Data theft (e.g. stealing your old mail from your bin) may result in the above if they have enough info to get through all the security questions by phoning your bank pretending to be you. (Always shred anything that has your personal info before throwing it in the bin.) There are lots of other ways thieves can steal your data. I'm currently really pissed off with Curry's/PC world as they had a data breach where customer data was accessed... no fraud has happened as far as they can tell, but data thieves can steal data from one company then use it to pretend to be you when contacting another company.

Also, some thieves put devices on ATMs that read the data on your card and video you putting your PIN number in. They then make a copy of your card and use it to access your money - you won't lose so much money instantly though, as there's a limit to how much you can take out at an ATM. They may be able to make online purchases although if they don't have the 3-digit security number on the back, they may not be able to make large purchases.
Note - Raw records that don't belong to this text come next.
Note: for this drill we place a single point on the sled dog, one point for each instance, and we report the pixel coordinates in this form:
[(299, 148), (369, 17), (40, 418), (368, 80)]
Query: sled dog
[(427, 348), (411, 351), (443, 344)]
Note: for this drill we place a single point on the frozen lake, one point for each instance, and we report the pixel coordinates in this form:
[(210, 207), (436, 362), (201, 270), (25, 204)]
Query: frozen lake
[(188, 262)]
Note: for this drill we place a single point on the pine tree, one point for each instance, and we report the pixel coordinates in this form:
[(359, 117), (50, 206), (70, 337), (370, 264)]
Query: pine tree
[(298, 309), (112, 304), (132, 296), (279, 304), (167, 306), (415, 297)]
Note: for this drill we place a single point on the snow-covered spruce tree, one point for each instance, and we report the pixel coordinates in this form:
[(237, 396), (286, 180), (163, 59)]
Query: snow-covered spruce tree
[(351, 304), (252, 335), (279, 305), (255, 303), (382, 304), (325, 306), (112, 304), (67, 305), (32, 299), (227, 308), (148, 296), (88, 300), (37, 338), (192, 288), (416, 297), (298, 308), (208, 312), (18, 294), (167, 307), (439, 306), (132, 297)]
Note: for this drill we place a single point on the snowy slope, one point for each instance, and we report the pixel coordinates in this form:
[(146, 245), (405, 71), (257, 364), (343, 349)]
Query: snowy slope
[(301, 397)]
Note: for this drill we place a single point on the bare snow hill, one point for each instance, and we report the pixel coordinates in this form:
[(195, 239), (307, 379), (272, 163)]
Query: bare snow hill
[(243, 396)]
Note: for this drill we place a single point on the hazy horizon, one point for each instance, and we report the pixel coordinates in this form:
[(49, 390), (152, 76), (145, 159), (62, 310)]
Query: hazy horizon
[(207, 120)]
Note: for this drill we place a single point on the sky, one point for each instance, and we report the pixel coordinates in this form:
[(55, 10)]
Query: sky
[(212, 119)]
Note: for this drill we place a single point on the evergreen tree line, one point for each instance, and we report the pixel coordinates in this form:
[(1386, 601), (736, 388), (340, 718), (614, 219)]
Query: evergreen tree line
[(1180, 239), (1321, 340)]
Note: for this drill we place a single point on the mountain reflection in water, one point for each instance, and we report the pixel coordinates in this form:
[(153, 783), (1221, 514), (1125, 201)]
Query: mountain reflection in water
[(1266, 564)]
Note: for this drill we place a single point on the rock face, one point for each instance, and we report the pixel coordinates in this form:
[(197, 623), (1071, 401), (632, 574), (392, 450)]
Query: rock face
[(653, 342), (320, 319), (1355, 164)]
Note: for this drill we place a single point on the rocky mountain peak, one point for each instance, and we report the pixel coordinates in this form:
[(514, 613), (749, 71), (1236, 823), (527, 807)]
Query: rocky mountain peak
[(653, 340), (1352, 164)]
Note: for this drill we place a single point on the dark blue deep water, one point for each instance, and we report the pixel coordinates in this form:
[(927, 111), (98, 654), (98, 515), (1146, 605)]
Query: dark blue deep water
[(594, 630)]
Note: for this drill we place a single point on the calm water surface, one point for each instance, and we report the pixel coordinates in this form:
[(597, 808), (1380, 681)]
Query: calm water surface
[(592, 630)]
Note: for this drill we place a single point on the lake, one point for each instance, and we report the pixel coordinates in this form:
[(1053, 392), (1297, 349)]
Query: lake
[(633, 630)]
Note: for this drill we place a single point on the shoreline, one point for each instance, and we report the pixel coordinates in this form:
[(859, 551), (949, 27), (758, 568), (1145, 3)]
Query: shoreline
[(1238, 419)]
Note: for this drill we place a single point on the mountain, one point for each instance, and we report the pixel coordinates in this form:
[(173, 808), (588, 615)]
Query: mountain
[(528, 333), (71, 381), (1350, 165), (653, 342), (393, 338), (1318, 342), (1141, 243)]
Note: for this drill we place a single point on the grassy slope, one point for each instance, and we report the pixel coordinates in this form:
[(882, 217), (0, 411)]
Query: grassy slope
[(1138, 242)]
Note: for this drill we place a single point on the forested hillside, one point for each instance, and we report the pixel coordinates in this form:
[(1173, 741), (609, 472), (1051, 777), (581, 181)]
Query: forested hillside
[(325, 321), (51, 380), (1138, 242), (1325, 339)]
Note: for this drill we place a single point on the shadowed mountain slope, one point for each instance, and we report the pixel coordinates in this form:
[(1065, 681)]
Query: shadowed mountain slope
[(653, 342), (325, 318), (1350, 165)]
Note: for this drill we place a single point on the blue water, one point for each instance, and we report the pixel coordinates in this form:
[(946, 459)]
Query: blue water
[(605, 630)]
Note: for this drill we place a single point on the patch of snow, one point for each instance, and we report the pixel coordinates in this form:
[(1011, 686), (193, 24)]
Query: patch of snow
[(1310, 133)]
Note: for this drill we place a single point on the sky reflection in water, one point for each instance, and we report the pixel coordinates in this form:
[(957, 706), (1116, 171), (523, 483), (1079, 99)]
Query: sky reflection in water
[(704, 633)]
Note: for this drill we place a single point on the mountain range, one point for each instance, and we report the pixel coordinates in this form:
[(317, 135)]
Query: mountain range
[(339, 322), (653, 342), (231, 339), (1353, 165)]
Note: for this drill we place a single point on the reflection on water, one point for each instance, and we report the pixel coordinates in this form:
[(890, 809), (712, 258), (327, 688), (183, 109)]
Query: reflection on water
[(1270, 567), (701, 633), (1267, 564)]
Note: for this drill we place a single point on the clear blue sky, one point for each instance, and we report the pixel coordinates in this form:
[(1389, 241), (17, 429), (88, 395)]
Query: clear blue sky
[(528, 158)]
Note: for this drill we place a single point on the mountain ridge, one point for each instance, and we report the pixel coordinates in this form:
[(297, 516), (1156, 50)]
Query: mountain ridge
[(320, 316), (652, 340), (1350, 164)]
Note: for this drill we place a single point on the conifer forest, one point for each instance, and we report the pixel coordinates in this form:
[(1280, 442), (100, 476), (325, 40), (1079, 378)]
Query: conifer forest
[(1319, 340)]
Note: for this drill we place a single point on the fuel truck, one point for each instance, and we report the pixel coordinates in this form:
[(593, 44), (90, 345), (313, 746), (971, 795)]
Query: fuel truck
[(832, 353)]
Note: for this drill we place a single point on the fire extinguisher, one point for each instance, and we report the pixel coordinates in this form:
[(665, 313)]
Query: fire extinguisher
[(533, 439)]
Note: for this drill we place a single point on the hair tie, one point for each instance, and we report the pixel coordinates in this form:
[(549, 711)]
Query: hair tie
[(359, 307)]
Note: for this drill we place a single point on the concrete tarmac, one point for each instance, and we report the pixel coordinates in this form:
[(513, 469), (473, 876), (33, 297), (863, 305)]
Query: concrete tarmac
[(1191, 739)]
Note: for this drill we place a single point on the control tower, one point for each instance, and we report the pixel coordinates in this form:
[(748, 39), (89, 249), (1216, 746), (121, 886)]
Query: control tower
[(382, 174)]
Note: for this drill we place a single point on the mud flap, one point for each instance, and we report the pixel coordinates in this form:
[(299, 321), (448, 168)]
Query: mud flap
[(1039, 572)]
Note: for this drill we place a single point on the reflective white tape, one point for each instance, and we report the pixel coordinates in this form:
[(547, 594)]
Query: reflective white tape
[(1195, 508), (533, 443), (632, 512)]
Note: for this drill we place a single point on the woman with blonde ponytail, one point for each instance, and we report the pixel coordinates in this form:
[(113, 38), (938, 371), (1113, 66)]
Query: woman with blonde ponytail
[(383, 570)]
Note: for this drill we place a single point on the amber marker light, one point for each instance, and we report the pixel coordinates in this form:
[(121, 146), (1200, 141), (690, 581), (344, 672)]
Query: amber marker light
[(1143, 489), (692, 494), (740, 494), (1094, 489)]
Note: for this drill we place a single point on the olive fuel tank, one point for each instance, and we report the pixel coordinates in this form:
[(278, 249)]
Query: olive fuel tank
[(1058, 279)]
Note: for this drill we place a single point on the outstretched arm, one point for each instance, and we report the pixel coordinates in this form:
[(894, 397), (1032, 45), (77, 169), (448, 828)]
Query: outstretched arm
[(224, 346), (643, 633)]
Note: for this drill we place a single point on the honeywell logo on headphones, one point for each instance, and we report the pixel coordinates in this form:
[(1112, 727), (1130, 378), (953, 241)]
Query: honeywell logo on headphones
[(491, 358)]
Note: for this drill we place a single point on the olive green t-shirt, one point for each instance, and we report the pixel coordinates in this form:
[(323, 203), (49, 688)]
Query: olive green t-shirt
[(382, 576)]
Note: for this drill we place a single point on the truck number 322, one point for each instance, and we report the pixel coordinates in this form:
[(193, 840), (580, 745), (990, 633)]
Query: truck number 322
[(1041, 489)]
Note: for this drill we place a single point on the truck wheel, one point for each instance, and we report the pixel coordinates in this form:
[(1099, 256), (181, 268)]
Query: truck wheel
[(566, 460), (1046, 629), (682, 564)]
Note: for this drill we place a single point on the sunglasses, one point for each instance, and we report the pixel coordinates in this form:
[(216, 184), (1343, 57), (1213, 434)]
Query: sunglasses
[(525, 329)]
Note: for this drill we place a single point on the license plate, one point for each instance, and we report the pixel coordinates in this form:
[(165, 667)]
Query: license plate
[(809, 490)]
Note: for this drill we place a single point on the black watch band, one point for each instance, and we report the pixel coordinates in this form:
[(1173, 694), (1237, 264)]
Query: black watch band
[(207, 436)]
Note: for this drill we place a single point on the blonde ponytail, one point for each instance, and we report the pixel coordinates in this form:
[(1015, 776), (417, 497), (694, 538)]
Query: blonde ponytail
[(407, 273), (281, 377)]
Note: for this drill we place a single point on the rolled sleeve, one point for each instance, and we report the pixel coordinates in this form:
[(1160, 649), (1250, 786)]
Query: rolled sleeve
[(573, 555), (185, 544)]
On a more serious level - the bank would be in very deep shit if this happened, and you'd get your money back eventually, but there would be the time while you're waiting for the bank to sort their shit out when you have no money - data thieves could hack the bank's computers, steal customer data and use it to empty people's bank accounts. IMO I'd find this less plausible in a story as this sort of thing would be headline news and destroy a bank's reputation. Like the whole TSB fiasco, only possibly even worse. But it could be done if you have a fictional bank name and also make reference to all the media fallout and other severely pissed off customers.

There are various other ways that scammers operate. If your bank's on the ball about fraud prevention, they should already have given you info about the various scams and how to protect yourself. It's usually also on the bank's websites. Personally, I would not continue to bank with any bank/building society/etc that wasn't up-to-date with their fraud prevention/detection/etc. Some of the consumer protection websites will also have info about this, and on how to get your money back if you've been scammed. Bear in mind that the kind of scams that involve you making outbound transactions of your own volition, you're unlikely to ever get your money back. If the bank's at fault (including failing to protect your money and data) they are obliged to return your money but that may take time.